SWR hält an Dirigent François-Xavier Roth fest

16. Juli 2024 - 13:26 Uhr

Stuttgart/Berlin (MH) – François-Xavier Roth soll trotz Vorwürfen der sexuellen Belästigung von Musikerinnen und Musikern neuer Chefdirigent des SWR Symphonieorchesters werden. Dem Südwestrundfunk lägen keine Beschwerden von Mitarbeitern gegen den 52-Jährigen vor, teilte der Sender am Dienstag mit. Eine interne Prüfungskommission habe Roths Amtszeit als Chefdirigent des SWR Sinfonieorchesters Baden-Baden und Freiburg (2011 bis 2016) sowie dessen Gastdirigate beim SWR Symphonieorchester 2020 und 2022 untersucht.

François-Xavier Roth

François-Xavier Roth

Gleichwohl empfahl die Beschwerdestelle nach dem Allgemeinen Gleichbehandlungsgesetz (AGG) präventive Maßnahmen, die ein Fehlverhalten des Dirigenten künftig ausschließen und die Mitarbeiter schützen sollen. Der SWR prüfe derzeit unter anderem Änderungen in der Kompetenz-, Funktions- und Rollenverteilung im Orchester, Schulungen zur Sensibilisierung und Aufklärung sowie die Etablierung einer Vertrauensperson.

Der SWR und Roth hätten sich auf Regularien zum Schutz der Mitarbeiter verständigt, hieß es. Bei Verstößen des Dirigenten behalte der Sender sich das Recht vor, die Zusammenarbeit mit sofortiger Wirkung zu beenden.
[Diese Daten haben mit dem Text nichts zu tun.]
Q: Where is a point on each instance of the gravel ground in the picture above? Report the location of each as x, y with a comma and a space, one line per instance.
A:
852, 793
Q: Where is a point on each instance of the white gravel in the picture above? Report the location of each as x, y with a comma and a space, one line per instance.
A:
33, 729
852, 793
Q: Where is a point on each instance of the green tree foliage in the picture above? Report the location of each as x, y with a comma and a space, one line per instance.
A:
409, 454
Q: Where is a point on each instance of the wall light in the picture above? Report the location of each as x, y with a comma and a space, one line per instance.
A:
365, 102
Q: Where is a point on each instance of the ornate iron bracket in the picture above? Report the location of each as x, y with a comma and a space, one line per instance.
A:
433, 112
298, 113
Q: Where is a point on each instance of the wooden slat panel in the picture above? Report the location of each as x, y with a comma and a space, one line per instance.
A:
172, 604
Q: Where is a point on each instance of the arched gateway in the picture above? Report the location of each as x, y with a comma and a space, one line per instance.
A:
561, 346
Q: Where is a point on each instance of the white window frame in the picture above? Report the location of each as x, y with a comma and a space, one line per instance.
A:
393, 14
"Nach eingehender Prüfung und vielen vertrauensvollen Gesprächen mit den Musikerinnen und Musikern im Orchester genauso wie mit François-Xavier Roth bin ich überzeugt, dass wir eine Entscheidung getroffen haben, die den Werten des SWR entspricht", erklärte Anke Mai, SWR Programmdirektorin Kultur, Wissen und Junge Formate. Zu diesen Werten zählten Vertrauen, Respekt und menschliches Miteinander. Sexuelle Übergriffigkeit, jede Art von Diskriminierung oder Machtmissbrauch hätten im SWR keinen Platz und würden nicht toleriert.

Sie stehe dafür ein, dass die Menschen im SWR angstfrei arbeiten können und Vertrauen zu ihren Vorgesetzten haben, betonte Mai. "Mir ist aber auch wichtig, dass Menschen eine zweite Chance erhalten, wenn sie ein Fehlverhalten eingestehen und Konsequenzen daraus ziehen. Ich habe großes Vertrauen in François-Xavier Roth, dass er die Werte des SWR anerkennt und lebt und dass wir gemeinsam diesen Weg gehen können."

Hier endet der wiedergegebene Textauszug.